OnLive is a cloud gaming service available in the United Kingdom and United States. It allows its users to directly stream games – be that single or multiplayer – directly and on-demand to their computer, television, laptop or tablet. This, in contrast to traditional digital stores such as Steam and Origin, enables games to be played without downloading any data files to a local computing device. In addition, due to data and processing power handled almost entirely from a remote machine, local devices can be barebones setups, acting really as just audio/visual access portals.
OnLive works, in essence, like a Virtual Network Computing (VNC) system. VNCs are graphical sharing systems that utilise an RFB (remote framebuffer) protocol to remotely control another computer. This allows the actions of the remote computer to be dictated through the local machine, with all keyboard, mouse and gamepad actions transmitted along with the graphical screen. So, in OnLive’s system, a thin client (the service’s interactive menu) is used by the user to select, stream and control content that is stored and processed in large remote data centres on their own devices.
As power and storage are of no consequence therefore in the local machine – with only enough computing power needed to run the thin client – the key facet of OnLive and all cloud-gaming services is bandwidth and internet connectivity. A fast internet connection is needed in order to maintain a constant two-way stream of data, with the user’s input commands through the thin client sent one way (to the data centre), and the data content and subsequent actions of the user’s input sent back. For example, OnLive necessitates a 2MBps connection in order to output content at a screen resolution of 1,024 x 576, while it requires a greater than 5MBps connection to output at 1,280 x 720. This is purely to ensure that there is no lag in the transference of data packets between machines.
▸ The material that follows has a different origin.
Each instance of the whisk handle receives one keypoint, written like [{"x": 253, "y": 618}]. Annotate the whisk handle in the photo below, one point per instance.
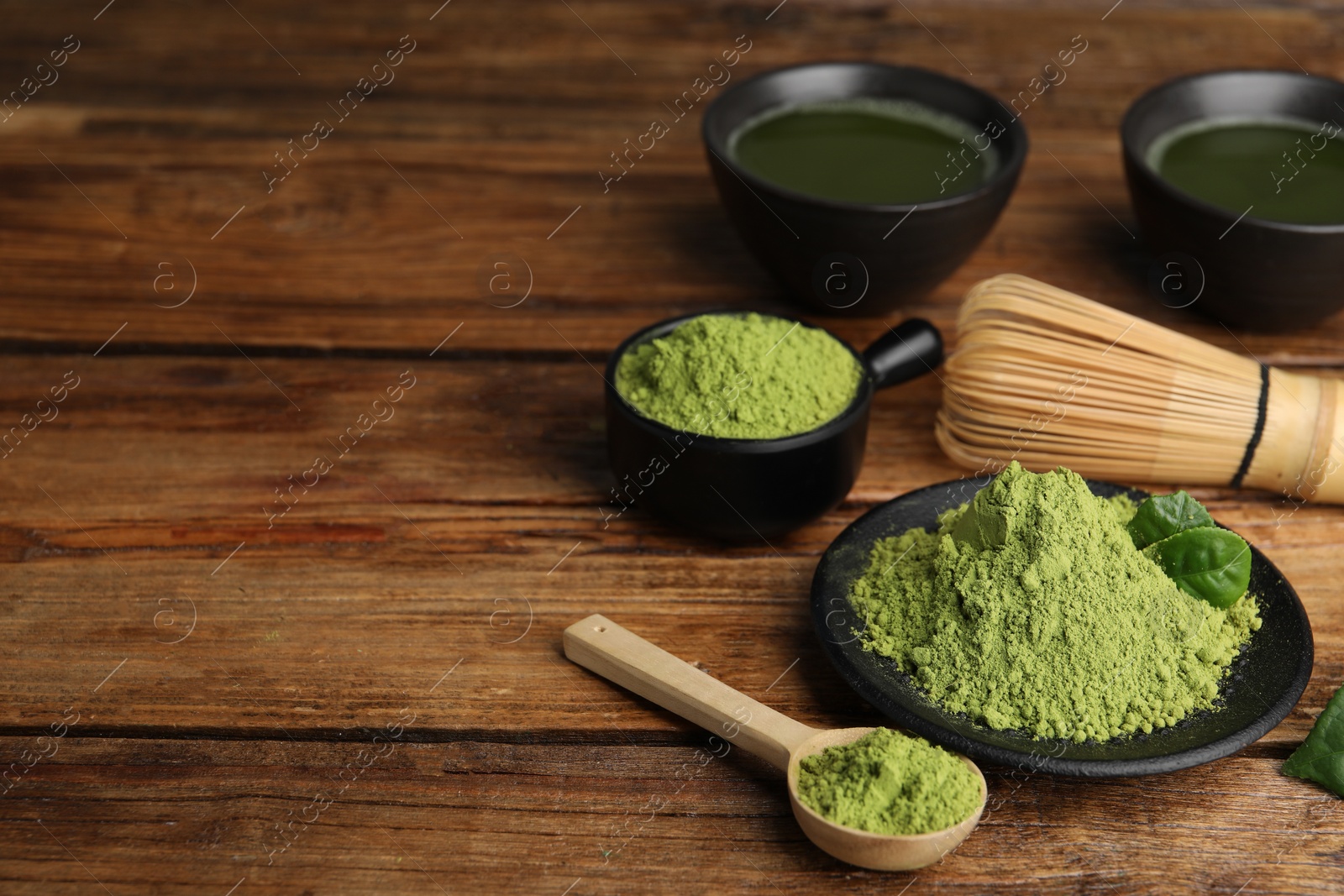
[{"x": 909, "y": 351}]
The OnLive system is accessed in three distinct ways. Accessing the service via personal computer or Mac necessitates downloading and installing dedicated software. Once this is achieved, OnLive is accessed via launching an executable file, where content can be streamed directly over the user’s desktop. Similarly, OnLive is accessed via a tablet computer by downloading a free app – in the case of the Apple iPad, acquired through the App Store. Once installed this, when selected, launches OnLive’s tablet client, which when partnered with the service’s Bluetooth-connected wireless controller, allows titles to be streamed on the device’s screen. Finally, OnLive can be accessed through a user’s television. This method, however, necessitates OnLive’s MicroConsole TV Adapter, a small auxiliary system that sits between the router and the television and handles encoding/decoding processes of streams, as well as the connectivity of peripherals.